Synthesis of N-2(5H)-furanonyl sulfonyl hydrazone derivatives and their biological evaluation in vitro and in vivo activity against MCF-7 breast cancer cells

[Display omitted] •One-pot synthesis for N-2(5H)-furanonyl sulfonyl hydrazones without metal catalyst.•Reaction at room temperature in short time with good selectivity and 32 examples.•Compound 5 k exhibits significant cytotoxic activity against MCF-7 cells in vitro.•5 k inhibits MCF-7 cells proliferation and angiogenesis in zebrafish xenograft model.•5 k can induce cell cycle arrest at G2/M phase in MCF-7 cells through DNA damage.
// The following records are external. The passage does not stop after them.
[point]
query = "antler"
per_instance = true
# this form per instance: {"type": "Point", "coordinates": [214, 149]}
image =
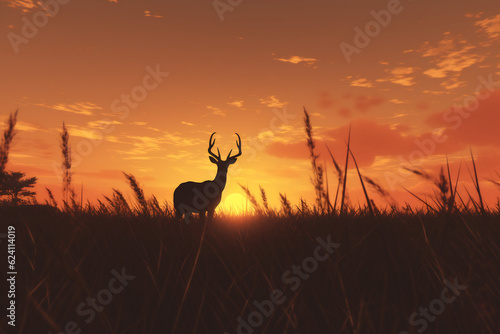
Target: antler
{"type": "Point", "coordinates": [210, 146]}
{"type": "Point", "coordinates": [238, 144]}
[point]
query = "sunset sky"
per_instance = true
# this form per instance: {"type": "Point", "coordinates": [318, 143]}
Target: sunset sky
{"type": "Point", "coordinates": [250, 68]}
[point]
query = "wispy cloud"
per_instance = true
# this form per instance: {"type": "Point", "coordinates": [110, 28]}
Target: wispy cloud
{"type": "Point", "coordinates": [361, 82]}
{"type": "Point", "coordinates": [273, 102]}
{"type": "Point", "coordinates": [237, 104]}
{"type": "Point", "coordinates": [152, 14]}
{"type": "Point", "coordinates": [25, 126]}
{"type": "Point", "coordinates": [451, 56]}
{"type": "Point", "coordinates": [83, 132]}
{"type": "Point", "coordinates": [298, 60]}
{"type": "Point", "coordinates": [24, 5]}
{"type": "Point", "coordinates": [81, 108]}
{"type": "Point", "coordinates": [402, 76]}
{"type": "Point", "coordinates": [102, 124]}
{"type": "Point", "coordinates": [216, 111]}
{"type": "Point", "coordinates": [491, 26]}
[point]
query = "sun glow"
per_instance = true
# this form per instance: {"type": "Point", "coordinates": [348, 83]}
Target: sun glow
{"type": "Point", "coordinates": [234, 204]}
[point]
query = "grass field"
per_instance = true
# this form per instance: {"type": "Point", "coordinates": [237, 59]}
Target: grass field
{"type": "Point", "coordinates": [199, 278]}
{"type": "Point", "coordinates": [130, 267]}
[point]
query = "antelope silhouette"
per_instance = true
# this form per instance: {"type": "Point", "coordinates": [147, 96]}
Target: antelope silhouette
{"type": "Point", "coordinates": [203, 197]}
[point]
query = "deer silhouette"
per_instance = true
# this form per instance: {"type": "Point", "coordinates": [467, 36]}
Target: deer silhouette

A series of (E)-N-2(5H)-furanonyl sulfonyl hydrazone derivatives have been rationally designed and efficiently synthesized by one-pot reaction with good yields for the first time. This green approach with wide substrate range and good selectivity can be achieved at room temperature in a short time in the presence of metal-free catalyst. The cytotoxic activities against three human cancer cell lines of all newly obtained compounds have been evaluated by MTT assay. Among them, compound 5 k exhibits high cytotoxic activity against MCF-7 human breast cancer cells with an IC50 value of 14.35 μM. The cytotoxic mechanism may involve G2/M phase arrest pathway, which is probably caused by activating DNA damage. Comet test and immunofluorescence results show that compound 5 k can induce DNA damage in time- and dose-dependent manner. Importantly, 5 k also can effectively inhibit the proliferation of MCF-7 cells and angiogenesis in the zebrafish xenograft model. It is potential to further develop N-2(5H)-furanonyl sulfonyl hydrazone derivatives as potent drugs for breast cancer treatment with higher cytotoxic activity by modifying the structure of the compound.